Reliable message processing ensures every tuple emitted by a spout is either fully processed through the entire DAG or retried on failure. This tutorial shows how to implement a spout backed by an external queue with ack/nack callbacks.

For background on how this works internally, see Message Flow and Acker Algorithm.

Defining reliable spouts

Reliable spouts need to obtain an event ID from the source and forward acks/nacks back — so the source knows whether to commit or re-enqueue.

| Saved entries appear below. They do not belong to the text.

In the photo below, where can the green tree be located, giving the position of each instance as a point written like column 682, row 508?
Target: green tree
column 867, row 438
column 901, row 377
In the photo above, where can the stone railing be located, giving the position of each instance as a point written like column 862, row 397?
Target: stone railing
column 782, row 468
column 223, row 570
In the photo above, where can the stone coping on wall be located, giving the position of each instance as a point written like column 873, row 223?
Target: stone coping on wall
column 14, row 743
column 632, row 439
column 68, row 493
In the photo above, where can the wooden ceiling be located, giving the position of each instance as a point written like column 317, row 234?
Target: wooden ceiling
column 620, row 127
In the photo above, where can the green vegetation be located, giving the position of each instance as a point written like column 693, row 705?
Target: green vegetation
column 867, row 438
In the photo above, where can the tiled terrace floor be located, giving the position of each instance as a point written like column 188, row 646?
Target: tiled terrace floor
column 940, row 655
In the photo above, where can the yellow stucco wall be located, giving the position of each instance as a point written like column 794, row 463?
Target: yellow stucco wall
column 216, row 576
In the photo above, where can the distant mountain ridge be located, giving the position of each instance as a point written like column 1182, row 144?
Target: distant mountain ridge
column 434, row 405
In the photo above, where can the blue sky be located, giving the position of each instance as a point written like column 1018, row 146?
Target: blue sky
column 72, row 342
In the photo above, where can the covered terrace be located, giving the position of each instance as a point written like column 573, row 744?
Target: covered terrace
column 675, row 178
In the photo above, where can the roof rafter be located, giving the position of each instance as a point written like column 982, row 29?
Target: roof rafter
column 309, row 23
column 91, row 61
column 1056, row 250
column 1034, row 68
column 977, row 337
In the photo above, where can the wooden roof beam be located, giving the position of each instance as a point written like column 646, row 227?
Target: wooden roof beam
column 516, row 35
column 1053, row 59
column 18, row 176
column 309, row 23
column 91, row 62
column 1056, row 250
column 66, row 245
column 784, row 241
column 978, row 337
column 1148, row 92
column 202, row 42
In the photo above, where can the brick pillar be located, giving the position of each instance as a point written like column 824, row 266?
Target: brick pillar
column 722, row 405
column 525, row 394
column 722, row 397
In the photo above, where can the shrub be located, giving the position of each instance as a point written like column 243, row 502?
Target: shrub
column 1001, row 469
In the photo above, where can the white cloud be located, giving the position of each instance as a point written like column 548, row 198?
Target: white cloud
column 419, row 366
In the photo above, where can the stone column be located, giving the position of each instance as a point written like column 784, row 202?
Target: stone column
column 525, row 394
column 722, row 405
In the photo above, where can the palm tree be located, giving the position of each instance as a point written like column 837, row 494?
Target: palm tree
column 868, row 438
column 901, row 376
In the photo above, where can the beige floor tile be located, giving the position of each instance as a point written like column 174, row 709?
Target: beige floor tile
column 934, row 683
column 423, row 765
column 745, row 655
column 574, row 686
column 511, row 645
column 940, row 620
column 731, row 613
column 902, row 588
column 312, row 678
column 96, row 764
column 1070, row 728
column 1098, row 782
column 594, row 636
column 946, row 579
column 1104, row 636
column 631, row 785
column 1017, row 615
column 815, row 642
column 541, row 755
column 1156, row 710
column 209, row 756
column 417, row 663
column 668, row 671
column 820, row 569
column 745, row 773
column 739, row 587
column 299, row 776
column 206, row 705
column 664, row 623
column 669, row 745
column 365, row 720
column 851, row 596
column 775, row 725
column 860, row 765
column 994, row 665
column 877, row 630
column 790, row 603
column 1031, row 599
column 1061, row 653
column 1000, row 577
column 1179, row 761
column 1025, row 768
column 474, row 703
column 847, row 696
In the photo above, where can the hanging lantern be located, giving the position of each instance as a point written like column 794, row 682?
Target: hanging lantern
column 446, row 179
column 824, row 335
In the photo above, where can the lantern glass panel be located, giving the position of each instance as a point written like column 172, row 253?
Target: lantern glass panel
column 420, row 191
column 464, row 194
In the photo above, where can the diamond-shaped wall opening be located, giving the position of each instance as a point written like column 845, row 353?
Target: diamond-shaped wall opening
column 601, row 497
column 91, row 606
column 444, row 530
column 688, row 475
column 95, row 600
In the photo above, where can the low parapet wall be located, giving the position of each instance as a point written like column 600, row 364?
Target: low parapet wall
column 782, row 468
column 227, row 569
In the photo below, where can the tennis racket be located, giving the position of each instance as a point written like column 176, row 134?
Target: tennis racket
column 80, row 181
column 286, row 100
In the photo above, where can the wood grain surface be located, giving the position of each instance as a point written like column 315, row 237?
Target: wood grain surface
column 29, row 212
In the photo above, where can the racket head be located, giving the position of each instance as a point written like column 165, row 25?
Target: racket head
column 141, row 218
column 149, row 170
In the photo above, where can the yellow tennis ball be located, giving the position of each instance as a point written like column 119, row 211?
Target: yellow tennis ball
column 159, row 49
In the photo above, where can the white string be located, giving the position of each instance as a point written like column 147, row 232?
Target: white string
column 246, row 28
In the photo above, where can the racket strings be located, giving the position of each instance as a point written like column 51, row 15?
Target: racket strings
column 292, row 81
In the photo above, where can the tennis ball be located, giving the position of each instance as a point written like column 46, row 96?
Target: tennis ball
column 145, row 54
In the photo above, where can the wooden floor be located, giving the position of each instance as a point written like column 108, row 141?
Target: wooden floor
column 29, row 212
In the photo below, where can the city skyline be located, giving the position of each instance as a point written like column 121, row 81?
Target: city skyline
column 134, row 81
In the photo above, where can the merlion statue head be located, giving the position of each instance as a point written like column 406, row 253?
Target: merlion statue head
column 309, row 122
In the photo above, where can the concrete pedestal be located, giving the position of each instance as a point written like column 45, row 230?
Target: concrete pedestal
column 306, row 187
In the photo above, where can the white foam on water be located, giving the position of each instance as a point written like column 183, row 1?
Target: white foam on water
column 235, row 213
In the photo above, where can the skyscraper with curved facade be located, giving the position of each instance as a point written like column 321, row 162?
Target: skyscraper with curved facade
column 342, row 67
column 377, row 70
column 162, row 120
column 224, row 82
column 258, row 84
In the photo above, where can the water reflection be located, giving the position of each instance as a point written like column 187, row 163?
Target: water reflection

The obtained Id has to be passed along with the tuple from the spout function:

// data schema for the topology, every case is a unqiue stream
type Schema = 
    | Original of int
    | Even of int
    | Odd of int

// numbers spout - produces messages
let numbers source =
    let (tupleId,number) = source()
    Some(tupleId, Original (number)) 

// add 1 bolt - consumes and emits messages to either Even or Odd stream
let addOne (input,emit) =
    match input with
    | Original x -> 
        match x % 2 with
        | 1 -> Even (x+1)
        | _ -> Odd (x+1)
    | _ -> failwithf "unexpected input: %A" input
    |> emit

// terminating bolt - consumes messages
let logResult (info,input) =
    match input with
    | Even x
    | Odd x -> info (sprintf "Got: %A" input)
    | _ -> failwithf "unexpected input: %A" input

Here we mimic an external source and implement all three possible cases: produce a new message, retry a failed one (indefinetely) and ack a successfully processed.

open FsShelter.Topology

type QueueCmd =
    | Get of AsyncReplyChannel<TupleId*int>
    | Ack of TupleId
    | Nack of TupleId

// faking an external source here
let source = 
    let rnd = Random()
    let count = ref 0L
    let pending = Dictionary<TupleId,int>()
    let nextId() = Threading.Interlocked.Increment &count.contents

    MailboxProcessor.Start (fun inbox -> 
        let rec loop nacked = 
            async { 
                let! cmd = inbox.Receive()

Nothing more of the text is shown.